Рванулись через Одер полки, батальоны, роты…
Развалины Кюстрина.
Деревянный мост через Одер.
Дамба, развороченная снарядами.
Песок, грязь, кровь, убитые лошади, тракторные колеи, лесные пожары, гарь, дороги, забитые машинами, горящие танки, войска…
И на фоне всего этого — солдат Иван Слюсарев, с лицом счастливым и усталым, — пот на лбу, кровь на подбородке, грязь дорог, соль походов, запах пороха на гимнастерке.
Победитель и освободитель, он идет с винтовкою за плечами, — и навстречу ему, из всех щелей взятого города, выходят люди, бегут по улицам, растекаются по дорогам.
Великое множество людей.
Разноязычное, разноплеменное, исстрадавшееся и освобожденное человечество.
Вавилон в городке Альт-Ландсберг за Одером.
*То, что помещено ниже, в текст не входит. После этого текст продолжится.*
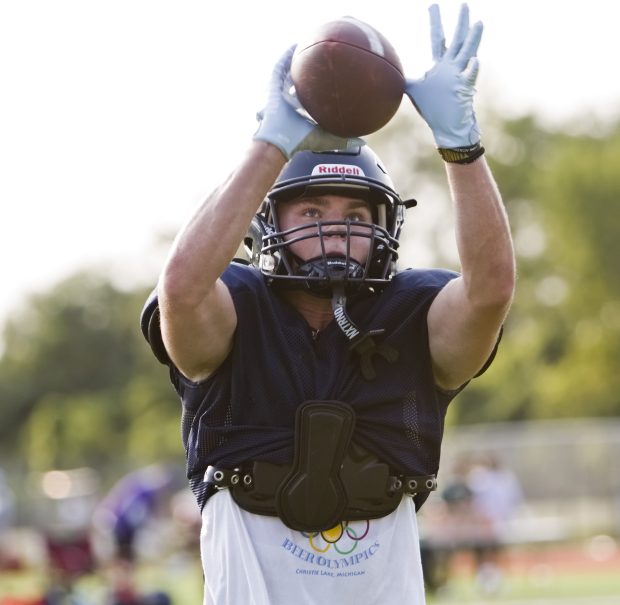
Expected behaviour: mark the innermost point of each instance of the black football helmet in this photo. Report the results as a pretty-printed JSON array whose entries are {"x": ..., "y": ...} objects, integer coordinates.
[{"x": 356, "y": 173}]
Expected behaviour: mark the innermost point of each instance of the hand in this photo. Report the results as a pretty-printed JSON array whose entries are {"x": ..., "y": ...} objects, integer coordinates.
[
  {"x": 282, "y": 122},
  {"x": 444, "y": 96}
]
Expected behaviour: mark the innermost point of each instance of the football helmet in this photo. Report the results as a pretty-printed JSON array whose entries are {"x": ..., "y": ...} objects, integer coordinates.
[{"x": 354, "y": 173}]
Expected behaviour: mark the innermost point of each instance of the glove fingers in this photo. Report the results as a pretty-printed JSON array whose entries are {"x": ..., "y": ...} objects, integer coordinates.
[
  {"x": 283, "y": 66},
  {"x": 470, "y": 73},
  {"x": 460, "y": 34},
  {"x": 470, "y": 45},
  {"x": 438, "y": 39}
]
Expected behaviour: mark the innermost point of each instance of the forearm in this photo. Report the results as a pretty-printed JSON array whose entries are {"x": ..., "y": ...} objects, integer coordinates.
[
  {"x": 208, "y": 242},
  {"x": 482, "y": 234}
]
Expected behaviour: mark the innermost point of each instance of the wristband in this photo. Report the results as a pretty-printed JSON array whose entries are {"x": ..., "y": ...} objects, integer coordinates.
[{"x": 461, "y": 155}]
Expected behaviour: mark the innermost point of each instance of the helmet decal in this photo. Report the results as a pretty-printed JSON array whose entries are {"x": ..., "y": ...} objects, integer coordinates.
[{"x": 356, "y": 173}]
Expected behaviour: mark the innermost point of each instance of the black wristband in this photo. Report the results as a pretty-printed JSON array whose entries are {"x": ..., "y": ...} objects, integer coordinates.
[{"x": 461, "y": 155}]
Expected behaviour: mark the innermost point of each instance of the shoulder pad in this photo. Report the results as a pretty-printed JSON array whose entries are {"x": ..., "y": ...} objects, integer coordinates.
[{"x": 149, "y": 324}]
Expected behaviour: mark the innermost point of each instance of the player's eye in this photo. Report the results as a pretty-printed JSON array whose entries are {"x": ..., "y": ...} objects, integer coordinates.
[{"x": 311, "y": 212}]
Проходят французы, поляки, югославы. Американские и английские солдаты. Болгарин из концлагеря. Девчата с Волыни. Голландцы. Итальянцы. Чехи.
Сбит красноармейским прикладом замок с дверей европейской тюрьмы — Германии. Распахнуты двери тюрем.
Вчерашние узники, невольники, пленники, рабы идут по всем дорогам — на Восток!
— Освобожденные! — говорит Слюсарев молоденькому солдатику Пете, шагающему рядом с ним. — А кем, кем освобожденные? Нами с тобой, товарищ. Ты чувствуй.
— Я чувствую… — торопливо отвечает Петя, а глаза его жадно разбегаются по толпе. — Ой, дядя Иван! Французы!
— Ну что же! — отвечает спокойно Слюсарев. — И французы… Французов немец тоже… того…
— А это кто же?
Проходит странное семейство: отец в котелке, жена в старомодном пышном и рваном платье, юноша с густыми бакенбардами и почему-то в цилиндре… дети… На рукавах у всех повязки с надписью химическим карандашом.
— Голлано, — читает Петя. — Голландцы, дядя Иван, а?
— А что ж! Может быть, и голландцы. Голландцев немец тоже… того…
— Ой, а это индийцы! Ей-богу, индийцы, дядя Иван!
Индус из Бомбея и индус из Калькутты, оба в английской военной форме и с чалмами, проходят мимо.
— Ишь ты, индийцы… — улыбается Слюсарев. — Вот, Петя, чувствуй, освободили мы индийцев. Потом дома, в деревне, расскажешь.
— Теперь бы еще негра, дядя Иван, а? Для полного комплекта! — мечтает Петя и вдруг кричит: — Дядя Иван! Негр! — И он даже замер в восторге.
Приветственно взмахивая черным кулаком и улыбаясь, проходит мулат из сенегальской пехоты.
Петя провожает его восторженным взглядом.
— А про это… — тихо говорит он, — в деревне и не поверят!..
Оно проходит, это освобожденное Слюсаревыми человечество, шумно радуясь свободе и жизни.
Они идут пешком…
Катят на велосипедах…
Собираются в большие и многонациональные обозы…
Едут в крытых фургонах…
В извозчичьих фаэтонах с фонарями…
В старинных свадебных каретах…
Два хохочущих француза едут… на катафалке и пьяно поют марсельезу.
Черный катафалк проплывает через толпу…
Все, на чем можно ехать, двигаться, везти свой небогатый скарб, — все использовано.
Идет женщина с детской коляской, но в коляске не ребенок, а чемоданчик.
Пьяные американские солдаты волокут бечевою… гроб.
В гробу (из разбитого немецкого бюро похоронных процессий)… огромное множество бутылок.